Aarya said that many of the injured he helped were seriously hurt, echoing what many witnesses reported which suggests the death toll could rise considerably.
The blasts are believed to have been caused by bombs packed with ball bearings, meant to incur maximum carnage. They exploded in and around the city centers of Connaught Place, Gaffer Market area of Karol Bagh and Greater Kailash.
Several bombs were reportedly defused, including one at India Gate, which is among the capital's most famous landmarks. Other markets throughout the city were closed and evacuated by police to protect the public.

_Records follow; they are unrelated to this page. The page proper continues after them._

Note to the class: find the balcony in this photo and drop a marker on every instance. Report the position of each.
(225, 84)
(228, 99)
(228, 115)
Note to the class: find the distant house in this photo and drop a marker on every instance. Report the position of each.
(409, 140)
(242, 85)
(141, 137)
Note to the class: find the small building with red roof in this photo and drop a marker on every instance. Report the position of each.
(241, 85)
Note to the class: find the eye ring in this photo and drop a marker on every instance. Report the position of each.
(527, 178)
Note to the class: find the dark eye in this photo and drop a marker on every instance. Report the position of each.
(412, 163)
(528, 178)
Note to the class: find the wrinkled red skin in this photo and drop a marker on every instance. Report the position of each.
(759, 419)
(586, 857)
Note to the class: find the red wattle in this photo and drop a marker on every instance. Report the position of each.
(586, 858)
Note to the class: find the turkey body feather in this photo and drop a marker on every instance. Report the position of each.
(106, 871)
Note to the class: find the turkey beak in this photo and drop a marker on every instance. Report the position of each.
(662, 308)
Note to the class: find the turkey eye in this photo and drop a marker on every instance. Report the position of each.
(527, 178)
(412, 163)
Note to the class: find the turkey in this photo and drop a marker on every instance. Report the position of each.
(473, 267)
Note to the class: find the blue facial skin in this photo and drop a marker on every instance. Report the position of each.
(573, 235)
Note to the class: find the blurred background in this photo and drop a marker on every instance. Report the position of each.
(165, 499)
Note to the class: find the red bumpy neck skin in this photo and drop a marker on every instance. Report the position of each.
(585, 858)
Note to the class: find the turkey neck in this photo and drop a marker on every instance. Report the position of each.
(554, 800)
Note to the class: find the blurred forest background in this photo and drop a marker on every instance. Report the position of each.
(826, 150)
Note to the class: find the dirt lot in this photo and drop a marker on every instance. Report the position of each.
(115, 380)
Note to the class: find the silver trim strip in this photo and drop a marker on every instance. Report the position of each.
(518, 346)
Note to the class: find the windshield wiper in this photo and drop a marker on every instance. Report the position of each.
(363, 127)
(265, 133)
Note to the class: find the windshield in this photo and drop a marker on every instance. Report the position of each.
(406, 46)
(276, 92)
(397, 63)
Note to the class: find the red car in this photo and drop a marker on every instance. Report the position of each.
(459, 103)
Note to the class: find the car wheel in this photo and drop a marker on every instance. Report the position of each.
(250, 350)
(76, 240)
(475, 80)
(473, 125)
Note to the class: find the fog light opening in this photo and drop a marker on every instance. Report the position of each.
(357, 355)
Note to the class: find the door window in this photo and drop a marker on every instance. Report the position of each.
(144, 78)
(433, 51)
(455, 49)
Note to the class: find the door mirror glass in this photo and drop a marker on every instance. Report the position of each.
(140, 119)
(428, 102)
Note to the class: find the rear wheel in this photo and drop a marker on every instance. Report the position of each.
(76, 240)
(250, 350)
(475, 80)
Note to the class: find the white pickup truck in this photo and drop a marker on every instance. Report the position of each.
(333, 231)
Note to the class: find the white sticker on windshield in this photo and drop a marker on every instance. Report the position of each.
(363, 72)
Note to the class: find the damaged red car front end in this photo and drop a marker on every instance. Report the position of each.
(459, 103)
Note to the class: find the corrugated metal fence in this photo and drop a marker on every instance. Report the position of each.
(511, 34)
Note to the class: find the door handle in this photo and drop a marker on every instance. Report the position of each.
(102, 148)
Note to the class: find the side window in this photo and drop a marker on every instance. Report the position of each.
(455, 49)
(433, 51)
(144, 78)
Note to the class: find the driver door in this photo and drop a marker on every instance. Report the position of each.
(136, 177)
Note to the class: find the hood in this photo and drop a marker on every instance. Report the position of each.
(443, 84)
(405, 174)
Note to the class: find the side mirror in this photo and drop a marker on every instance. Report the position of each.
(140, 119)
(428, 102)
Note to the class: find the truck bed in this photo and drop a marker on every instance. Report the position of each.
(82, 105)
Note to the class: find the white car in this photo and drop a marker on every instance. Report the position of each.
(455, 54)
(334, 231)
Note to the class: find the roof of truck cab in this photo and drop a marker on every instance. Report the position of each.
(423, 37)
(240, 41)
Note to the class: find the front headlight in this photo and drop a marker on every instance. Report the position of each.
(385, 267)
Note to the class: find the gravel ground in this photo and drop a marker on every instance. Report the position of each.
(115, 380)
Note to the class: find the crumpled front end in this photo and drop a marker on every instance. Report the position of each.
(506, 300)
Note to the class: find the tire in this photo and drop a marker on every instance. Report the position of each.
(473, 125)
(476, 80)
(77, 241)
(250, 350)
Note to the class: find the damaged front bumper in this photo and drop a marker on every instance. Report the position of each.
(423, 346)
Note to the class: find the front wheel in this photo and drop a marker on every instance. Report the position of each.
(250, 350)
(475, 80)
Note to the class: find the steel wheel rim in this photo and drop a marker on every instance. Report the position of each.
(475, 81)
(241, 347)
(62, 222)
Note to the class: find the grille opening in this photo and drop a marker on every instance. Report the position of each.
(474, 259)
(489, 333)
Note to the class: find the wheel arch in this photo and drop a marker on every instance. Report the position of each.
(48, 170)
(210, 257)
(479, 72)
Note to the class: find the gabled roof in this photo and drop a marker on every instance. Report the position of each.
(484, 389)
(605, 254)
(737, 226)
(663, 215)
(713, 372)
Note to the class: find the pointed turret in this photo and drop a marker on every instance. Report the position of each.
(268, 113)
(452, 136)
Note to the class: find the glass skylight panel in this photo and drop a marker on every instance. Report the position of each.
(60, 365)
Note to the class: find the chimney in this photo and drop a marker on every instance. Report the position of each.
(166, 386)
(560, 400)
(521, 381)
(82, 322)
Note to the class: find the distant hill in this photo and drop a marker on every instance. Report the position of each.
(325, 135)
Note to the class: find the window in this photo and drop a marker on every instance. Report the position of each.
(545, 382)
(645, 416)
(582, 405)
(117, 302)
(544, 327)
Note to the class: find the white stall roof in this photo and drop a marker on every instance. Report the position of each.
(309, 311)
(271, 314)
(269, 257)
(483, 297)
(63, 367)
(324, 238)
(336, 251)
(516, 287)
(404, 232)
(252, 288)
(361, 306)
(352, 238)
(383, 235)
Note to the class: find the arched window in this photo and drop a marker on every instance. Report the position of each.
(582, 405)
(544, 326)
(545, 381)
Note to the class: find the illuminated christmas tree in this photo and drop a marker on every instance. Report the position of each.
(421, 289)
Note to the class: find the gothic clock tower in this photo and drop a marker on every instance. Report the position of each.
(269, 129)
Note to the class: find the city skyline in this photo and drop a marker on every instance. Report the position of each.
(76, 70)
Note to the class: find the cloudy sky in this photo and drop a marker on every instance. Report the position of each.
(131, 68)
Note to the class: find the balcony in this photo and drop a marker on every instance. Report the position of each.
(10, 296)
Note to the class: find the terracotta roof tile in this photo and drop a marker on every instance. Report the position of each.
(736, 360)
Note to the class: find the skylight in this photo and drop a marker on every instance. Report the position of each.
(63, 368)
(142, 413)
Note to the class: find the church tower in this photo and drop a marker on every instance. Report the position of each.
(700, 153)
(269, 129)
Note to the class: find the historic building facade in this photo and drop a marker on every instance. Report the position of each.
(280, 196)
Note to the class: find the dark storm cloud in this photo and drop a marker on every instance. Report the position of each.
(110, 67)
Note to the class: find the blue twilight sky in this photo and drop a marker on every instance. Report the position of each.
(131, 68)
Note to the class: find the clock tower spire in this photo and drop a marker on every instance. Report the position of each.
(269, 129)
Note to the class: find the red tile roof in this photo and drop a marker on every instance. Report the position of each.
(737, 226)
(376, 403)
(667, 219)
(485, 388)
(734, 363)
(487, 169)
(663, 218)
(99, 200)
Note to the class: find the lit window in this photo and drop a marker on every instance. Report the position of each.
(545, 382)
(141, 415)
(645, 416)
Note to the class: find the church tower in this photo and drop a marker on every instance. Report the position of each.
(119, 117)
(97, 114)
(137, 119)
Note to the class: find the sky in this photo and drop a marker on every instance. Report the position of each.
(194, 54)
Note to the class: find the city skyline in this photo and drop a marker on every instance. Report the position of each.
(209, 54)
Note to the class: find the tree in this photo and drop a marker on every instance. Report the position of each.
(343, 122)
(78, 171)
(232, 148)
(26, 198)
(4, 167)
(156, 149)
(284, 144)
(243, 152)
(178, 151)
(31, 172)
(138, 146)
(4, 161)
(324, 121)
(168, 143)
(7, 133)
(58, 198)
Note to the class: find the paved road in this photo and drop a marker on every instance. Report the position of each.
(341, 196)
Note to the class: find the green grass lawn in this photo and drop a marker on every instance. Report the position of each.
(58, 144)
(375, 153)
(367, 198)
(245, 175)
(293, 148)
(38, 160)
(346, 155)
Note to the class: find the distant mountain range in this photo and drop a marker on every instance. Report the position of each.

A number of Indian media outlets received an e-mail sent just before the blasts warning that India was about to receive "the Message of Death," the Associated Press reported.
"In the name of Allah, Indian Mujahideen strikes back once more. ... Do whatever you can. Stop us if you can," said the message.
India has suffered a series of bomb attacks in the past year, most recently in Ahmedabad, Gujaret, where 22 small bombs killed 42 people on July 25. And tensions in the northernmost Indian state of Kashmir are the highest they have been in nearly a decade. Last month, a separatist leader was shot by police as about 100,000 Muslim Kashmiris tried to cross the hotly contested border between India and Pakistan.
The last major attack in Delhi was a coordinated bombing on October 29, 2005, that killed 59 people.